2-que la boutique solidarité n’attire pas les personnes les plus en détresse. Cela est en partie du au fait que les plus marginalisés demeurent méfiants envers toute institution.
3-que ces personnes sont le plus souvent dans une grande détresse psychique, où la parole n’est plus là.
Suite à cette formation, il m’est apparu logique de la poursuivre en éducateur spécialisé, d’une part pour étayer ma pratique au regard de la théorie, et d’autre part d’intervenir en stage dans un dispositif dit « allant vers » au sein de l'équipe mobile sociale.
Avant de vous présenter mon hypothèse, je souhaite faire un rappel concernant la politique contre l'exclusion.
Le préambule du programme de lutte contre les exclusions débute par :
« La lutte contre les exclusions est un impératif national fondé sur le respect de l’égale dignité de tous les êtres humains et une priorité de l’ensemble des politiques publiques de la nation. » Art 1er de la loi du 29/07/98.
Cette loi est née, en partie du constat suivant : 25 ans de chômage, 6 millions de personnes dépendent des minima sociaux, 200000 personnes sont sans abri. Donc le gouvernement précédent (avec le projet de loi de cohésion sociale) et actuel ont préconisé de légiférer l’action et la mise en œuvre des moyens nécessaires au rétablissement de l’égalité de tous au pays des Droits de l’Homme.
Par cette loi, L’Etat affiche sa volonté de lutter contre les exclusions. Celle-ci prévoit notamment la nécessité d’un travail à proximité auprès des plus exclus, marginalisés, désaffiliés, en errance et bien sûr sans domicile fixe.
C’est donc au sein d’une équipe de travailleurs sociaux intervenant auprès de personnes en situation de grande précarité -là où elles se trouvent-, que j’ai décidé de faire mon stage de professionnalisation. Dans ce type d’intervention, hors institution, l’enjeu de la rencontre, prend selon moi, tout son sens. En effet, les enjeux et la forme de l’intervention ne sont pas ici guidés par les impératifs d’une prise en charge, sous la forme de services standardisés (nourriture, soins, couvertures…) mais par la nécessité d’engager une relation qui permette à l’autre de retrouver une place de citoyen. Une telle relation ne peut vraiment s’engager que s’il y a « rencontre ».

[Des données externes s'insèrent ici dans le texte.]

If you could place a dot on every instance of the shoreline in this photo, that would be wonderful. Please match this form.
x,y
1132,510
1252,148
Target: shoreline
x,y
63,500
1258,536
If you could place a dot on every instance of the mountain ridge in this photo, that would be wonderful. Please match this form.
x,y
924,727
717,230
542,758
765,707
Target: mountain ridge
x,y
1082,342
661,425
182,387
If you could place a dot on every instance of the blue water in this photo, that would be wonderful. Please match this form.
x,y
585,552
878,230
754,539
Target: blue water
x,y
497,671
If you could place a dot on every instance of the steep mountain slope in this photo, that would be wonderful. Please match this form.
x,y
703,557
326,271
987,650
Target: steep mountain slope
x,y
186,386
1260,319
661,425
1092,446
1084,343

Je m’attacherai à présenter ma démarche et mes orientations de travail en me basant sur les hypothèses suivantes :
Pour le travailleur social, l’intervention auprès des personnes en grande difficulté ne trouve pas son fondement dans la réponse au besoin. Elle réside dans une démarche « d’aller vers ». Pour permettre la rencontre des personnes démobilisées. Elle pourrait ainsi permettre aux sujets de réintégrer une dynamique entre eux et leur environnement en créant l’espace d’une relation éducative. Ce travail ne peut s’effectuer que par une démarche à moyen et long terme.
Je débuterai dans une première partie par l’évolution de l’exclusion dans notre culture, afin de définir ensuite qui sont les exclus, quels sont leurs parcours, et enfin, de montrer l’évolution de la prise en charge de ces exclus.

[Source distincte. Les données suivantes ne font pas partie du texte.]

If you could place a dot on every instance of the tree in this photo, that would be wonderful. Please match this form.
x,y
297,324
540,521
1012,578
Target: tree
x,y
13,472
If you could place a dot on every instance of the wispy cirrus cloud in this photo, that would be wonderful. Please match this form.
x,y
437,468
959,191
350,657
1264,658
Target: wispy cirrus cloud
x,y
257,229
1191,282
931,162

Après avoir décrit le dispositif dans lequel j'ai effectué mon stage ainsi que les problématiques liées à ce type d'intervention, je me pencherai sur les enjeux de la rencontre.
Enfin, je terminerai en abordant le travail en réseau, composante essentielle de ce type de dispositif, le tout en rapport avec ma pratique professionnelle.

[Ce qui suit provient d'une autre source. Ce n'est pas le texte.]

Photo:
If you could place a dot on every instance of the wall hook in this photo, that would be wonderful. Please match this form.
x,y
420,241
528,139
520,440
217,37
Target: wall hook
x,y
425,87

Mon objectif est donc de comprendre le rôle des attitudes de l’éducateur dans cette rencontre avec ces individus en grande difficulté.
Mon objectif est aussi d’appréhender les dimensions qui entrent en jeu dans la rencontre. Pourquoi certaines relations se font-elles et d’autres pas ?
Les émotions de l’éducateur sont en premier lieu perçues par les individus en situation précaire. S’ils se sentent jugés, surprotégés, manipulés, toute rencontre devient alors impossible.